Lombok Utara - Proses Pelaksanaan Pembangunan Pembangkit Listrik Tenaga Mikro Hidro (PLTMH) di Desa Bentek Kecamatan Gangga, Kabupaten Lombok Utara (KLU) harus kedepankan Sosial Responsibility, demikian diungkapkan Ketua DPRD KLU, Maryadi S.Ag. dan Wakil Ketua Komisi I Ardianto SH, saat dikonfirmasi terkait pesoalan pembebasan jalan pembangunan PLTMH di kantornya, Senin (10/10/2011).
Dikatakan Ardianto, bahwa setiap pelaksanaan proyek atau megaproyek seharusnya terlebih dahulu membangun kesepahaman antara masyarakat dan perusahaan yang difasilitasi pemerintah berdasarkan prinsip-prinsip demokrasi, trasnparansi, dan keadilan. Langkah tersebut akan dapat meminimalisir persoalan yang muncul dikemudian hari ketika pelaksanaan pembangunan berjalan, “ya seperti kasus surat pernyataan sikap yang dibuat sepihak oleh PT. Suar Investindo Capital dengan oknum-oknum tertentu,” katanya.
Permasalahan yang sangat krusial, sambung Ardianto adalah adanya surat pernyataan sikap yang obyeknya sama tapi muatannya berbeda-beda.
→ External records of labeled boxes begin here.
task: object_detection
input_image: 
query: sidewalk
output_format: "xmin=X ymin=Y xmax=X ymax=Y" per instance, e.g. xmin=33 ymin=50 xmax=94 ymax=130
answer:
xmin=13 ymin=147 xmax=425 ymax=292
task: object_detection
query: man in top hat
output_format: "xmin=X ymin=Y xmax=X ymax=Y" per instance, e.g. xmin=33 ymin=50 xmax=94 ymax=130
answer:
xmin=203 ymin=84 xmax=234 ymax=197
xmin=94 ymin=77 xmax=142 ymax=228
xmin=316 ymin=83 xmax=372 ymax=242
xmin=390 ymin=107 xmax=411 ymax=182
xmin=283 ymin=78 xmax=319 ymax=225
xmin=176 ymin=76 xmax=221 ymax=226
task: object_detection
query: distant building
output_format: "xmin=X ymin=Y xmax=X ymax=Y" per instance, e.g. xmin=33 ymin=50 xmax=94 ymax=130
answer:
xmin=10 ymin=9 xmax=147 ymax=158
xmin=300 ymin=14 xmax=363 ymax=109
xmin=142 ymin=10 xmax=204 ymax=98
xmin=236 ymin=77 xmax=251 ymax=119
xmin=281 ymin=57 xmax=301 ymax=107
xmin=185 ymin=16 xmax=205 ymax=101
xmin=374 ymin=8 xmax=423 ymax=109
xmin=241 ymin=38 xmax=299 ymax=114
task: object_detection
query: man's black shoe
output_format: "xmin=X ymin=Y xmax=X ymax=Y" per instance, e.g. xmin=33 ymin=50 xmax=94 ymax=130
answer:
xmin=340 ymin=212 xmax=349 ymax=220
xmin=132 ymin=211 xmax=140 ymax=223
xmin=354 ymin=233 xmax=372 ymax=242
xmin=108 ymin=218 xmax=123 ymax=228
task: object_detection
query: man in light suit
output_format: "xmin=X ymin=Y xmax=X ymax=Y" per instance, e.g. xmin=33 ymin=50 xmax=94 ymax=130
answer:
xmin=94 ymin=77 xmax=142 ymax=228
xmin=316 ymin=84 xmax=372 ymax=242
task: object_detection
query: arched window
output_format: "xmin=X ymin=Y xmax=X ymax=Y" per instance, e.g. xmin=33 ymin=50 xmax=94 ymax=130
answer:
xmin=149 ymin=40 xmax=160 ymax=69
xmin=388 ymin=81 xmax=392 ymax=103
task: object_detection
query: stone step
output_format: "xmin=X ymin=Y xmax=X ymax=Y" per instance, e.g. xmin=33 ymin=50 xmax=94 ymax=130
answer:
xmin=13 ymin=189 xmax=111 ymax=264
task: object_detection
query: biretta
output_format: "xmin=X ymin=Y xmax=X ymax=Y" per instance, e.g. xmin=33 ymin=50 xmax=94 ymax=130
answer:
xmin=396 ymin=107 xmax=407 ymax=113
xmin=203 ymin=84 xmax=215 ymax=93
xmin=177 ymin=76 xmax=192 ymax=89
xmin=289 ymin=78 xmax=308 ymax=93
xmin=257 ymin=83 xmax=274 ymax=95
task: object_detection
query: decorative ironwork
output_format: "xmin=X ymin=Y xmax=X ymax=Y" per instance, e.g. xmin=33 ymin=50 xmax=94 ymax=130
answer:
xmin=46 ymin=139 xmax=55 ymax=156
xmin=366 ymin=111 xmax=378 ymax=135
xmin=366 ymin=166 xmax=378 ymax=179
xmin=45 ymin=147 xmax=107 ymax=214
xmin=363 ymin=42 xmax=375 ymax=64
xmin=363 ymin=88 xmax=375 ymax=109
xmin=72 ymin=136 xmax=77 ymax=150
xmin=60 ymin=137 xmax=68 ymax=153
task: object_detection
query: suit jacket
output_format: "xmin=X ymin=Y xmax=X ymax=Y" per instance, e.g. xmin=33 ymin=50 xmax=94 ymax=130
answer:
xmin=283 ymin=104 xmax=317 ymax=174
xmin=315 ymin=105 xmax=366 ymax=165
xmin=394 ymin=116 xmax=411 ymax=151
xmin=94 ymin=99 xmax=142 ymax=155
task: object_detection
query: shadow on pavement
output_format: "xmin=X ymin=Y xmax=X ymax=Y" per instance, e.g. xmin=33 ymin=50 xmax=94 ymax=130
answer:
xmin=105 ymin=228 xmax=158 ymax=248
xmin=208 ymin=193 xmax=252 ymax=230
Hal ini tentu sangat bertentangan dengan prinsip equality atau kesetaraan dan keadilan. “Apa karena masyarakat banyak yang buta huruf dan tidak mengerti inplikasi hukum terhadap surat pernyataan sikap sehingga kadang-kadang orang-orang yang tidak bertanggung jawab memanfaatkan keadaan tersebut,” ujar Wakil Ketua Komisi I ini.
Demikian halnya ketua DPRD KLU Maryadi, S.Ag. saat di mintai pendapat terkait surat pernyataan sikap yang dianggap sepihak oleh warga Bentek mengungkapkan, bahwa sebagai lembaga yang merupakan perwujudan kedaulatan rakyat, lembaga DPRD KLU akan segera mengambil sikap terkait persoalan pembebasan lahan sehingga tidak akan menimbulkan kerugian di kedua belah pihak.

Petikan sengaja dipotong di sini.